Por isso, nestes tempos tumultuados em que vivemos não há espaço para sutilezas.
Nosso choro verte lágrimas amargas que transbordam a imensidão do mar e às
vezes eu me sinto uma ilhazinha, pequenina no meio do oceano, mas não podemos
nos deixar afogar mesmo estando neste pequeno amontoado de terra. Professores,
mestres, líderes comunitários são referencias para nós, são griôs, estão à frente de
muitos, a serviço de muitos, apenas com seu peito e raça como escudo. Estão na
linha de frente. São primeiro.

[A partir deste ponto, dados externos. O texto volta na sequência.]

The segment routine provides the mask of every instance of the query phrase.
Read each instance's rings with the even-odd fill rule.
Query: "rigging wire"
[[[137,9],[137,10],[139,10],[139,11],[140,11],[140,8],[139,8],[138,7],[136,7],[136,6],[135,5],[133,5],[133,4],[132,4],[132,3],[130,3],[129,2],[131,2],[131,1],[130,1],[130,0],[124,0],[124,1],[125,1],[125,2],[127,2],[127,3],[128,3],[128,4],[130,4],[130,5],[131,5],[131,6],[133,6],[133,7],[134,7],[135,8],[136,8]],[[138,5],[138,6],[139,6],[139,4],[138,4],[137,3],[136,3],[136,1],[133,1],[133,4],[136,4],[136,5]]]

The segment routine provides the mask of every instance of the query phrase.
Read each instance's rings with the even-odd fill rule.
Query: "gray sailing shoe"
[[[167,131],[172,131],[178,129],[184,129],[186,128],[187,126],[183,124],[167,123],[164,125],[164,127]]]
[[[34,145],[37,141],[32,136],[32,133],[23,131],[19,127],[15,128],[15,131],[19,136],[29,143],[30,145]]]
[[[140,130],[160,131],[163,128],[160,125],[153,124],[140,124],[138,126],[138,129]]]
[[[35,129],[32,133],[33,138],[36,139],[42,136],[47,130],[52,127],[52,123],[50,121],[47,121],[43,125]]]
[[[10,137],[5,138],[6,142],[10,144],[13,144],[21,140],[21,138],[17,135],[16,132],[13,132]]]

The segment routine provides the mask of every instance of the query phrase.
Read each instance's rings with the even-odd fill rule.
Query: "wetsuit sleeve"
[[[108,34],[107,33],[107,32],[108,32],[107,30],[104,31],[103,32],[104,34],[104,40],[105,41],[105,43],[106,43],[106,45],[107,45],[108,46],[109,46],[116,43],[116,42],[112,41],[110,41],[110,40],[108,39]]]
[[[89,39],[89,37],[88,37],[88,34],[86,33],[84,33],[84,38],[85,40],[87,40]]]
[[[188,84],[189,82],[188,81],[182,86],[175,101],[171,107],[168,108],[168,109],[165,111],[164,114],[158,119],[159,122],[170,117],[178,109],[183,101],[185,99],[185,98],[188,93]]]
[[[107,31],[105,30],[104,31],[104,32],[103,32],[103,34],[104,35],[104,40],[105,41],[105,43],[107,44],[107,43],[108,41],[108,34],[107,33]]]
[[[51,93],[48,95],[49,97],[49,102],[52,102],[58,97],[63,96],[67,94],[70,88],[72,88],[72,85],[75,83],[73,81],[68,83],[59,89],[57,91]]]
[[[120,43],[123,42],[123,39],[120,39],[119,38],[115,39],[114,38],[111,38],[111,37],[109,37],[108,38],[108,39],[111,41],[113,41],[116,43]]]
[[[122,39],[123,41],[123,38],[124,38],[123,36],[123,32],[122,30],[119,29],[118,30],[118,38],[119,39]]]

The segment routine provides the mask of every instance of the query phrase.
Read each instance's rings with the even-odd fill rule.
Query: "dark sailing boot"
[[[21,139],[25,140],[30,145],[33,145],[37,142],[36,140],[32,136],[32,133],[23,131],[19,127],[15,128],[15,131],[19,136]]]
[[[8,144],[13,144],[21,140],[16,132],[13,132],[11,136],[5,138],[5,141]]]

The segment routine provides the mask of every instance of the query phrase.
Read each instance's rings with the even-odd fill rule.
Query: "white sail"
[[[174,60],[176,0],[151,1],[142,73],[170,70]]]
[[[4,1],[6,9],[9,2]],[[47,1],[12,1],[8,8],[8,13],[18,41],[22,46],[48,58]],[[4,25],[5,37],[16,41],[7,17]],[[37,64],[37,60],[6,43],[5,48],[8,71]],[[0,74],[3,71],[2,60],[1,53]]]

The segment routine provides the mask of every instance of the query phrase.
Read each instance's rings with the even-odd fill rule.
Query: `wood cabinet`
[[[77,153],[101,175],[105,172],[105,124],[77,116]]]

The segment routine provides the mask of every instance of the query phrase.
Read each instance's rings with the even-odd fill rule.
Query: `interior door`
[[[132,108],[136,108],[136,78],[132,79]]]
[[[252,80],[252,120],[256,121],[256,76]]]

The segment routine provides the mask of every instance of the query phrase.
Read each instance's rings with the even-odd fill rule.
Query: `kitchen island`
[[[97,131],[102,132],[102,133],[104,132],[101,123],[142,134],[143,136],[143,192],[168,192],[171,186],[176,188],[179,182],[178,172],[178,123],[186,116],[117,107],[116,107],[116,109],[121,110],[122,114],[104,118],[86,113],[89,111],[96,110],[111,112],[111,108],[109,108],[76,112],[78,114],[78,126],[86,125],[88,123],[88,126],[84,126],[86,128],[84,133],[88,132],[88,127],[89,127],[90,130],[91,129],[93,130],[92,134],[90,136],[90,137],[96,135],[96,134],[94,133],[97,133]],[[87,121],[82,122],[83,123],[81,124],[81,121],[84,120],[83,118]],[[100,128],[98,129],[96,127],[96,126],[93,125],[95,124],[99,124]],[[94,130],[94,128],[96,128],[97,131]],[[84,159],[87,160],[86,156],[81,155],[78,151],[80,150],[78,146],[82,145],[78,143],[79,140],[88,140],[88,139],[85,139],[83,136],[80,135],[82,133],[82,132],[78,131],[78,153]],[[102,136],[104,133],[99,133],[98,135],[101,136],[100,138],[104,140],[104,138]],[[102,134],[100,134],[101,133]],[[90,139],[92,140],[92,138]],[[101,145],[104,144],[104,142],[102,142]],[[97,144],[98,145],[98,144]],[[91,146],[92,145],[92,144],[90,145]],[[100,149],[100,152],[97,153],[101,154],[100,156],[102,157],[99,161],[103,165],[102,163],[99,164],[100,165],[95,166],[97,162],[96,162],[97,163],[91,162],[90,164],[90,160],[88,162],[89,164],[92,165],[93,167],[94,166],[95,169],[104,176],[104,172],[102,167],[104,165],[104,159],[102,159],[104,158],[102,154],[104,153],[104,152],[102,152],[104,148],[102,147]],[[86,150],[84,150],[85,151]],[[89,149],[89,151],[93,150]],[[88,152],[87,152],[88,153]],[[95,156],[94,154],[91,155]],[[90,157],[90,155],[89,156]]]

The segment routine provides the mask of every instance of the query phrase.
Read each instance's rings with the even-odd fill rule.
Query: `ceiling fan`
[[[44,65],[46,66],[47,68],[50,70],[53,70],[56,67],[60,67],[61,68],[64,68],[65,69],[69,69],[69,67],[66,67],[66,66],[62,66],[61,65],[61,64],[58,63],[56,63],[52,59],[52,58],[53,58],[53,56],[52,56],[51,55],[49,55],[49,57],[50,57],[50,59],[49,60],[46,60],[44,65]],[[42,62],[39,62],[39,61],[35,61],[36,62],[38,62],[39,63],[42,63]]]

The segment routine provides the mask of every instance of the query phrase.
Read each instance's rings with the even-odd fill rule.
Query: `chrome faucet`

Imagina sendo o primeiro em alguma coisa, a
primeira pessoa a alcançar o topo de uma grande montanha, o primeiro a cruzar um
oceano num barco a vela, o primeiro atleta a levantar centenas e centenas quilos
numa disputa de halterofilismo, agora imagina sendo o primeiro numa disputa na
qual você não deveria estar e uma competição na qual você não é nem cogitado
num território no qual a sua disposição e paixão em fazer parte é tratada com
chacota, com risadas. O dedo, desde pequeno geral te aponta o dedo, desde
pequeno eles querem que a gente seja mais humilde, baixe a cabeça e não sonhe
alto. No olhar da madame eu consigo sentir o medo, cê cresce achando que cê é
pior que eles, irmão, quem te roubou te chama de ladrão desde cedo. Ladrão...
Então peguemos de volta o que nos foi tirado. Mano ou você faz isso ou seria em
vão o que nossos ancestrais teriam sangrado. De onde eu vim quase todos
dependem de mim. Todos temendo o meu não, todos esperam o meu sim. Do alto
do morro rezam pela minha vida, do alto do prédio pelo meu fim. Mas mesmo
estando no meio do oceano, numa pequena ilha, não se deixe afogar, não se
permita afogar. Mergulhe. Respire. Nade. Lágrimas são só gotas, meu corpo é
enchente. Eu sou uma ilhazinha no meio do mar e as ondas não vão me afogar.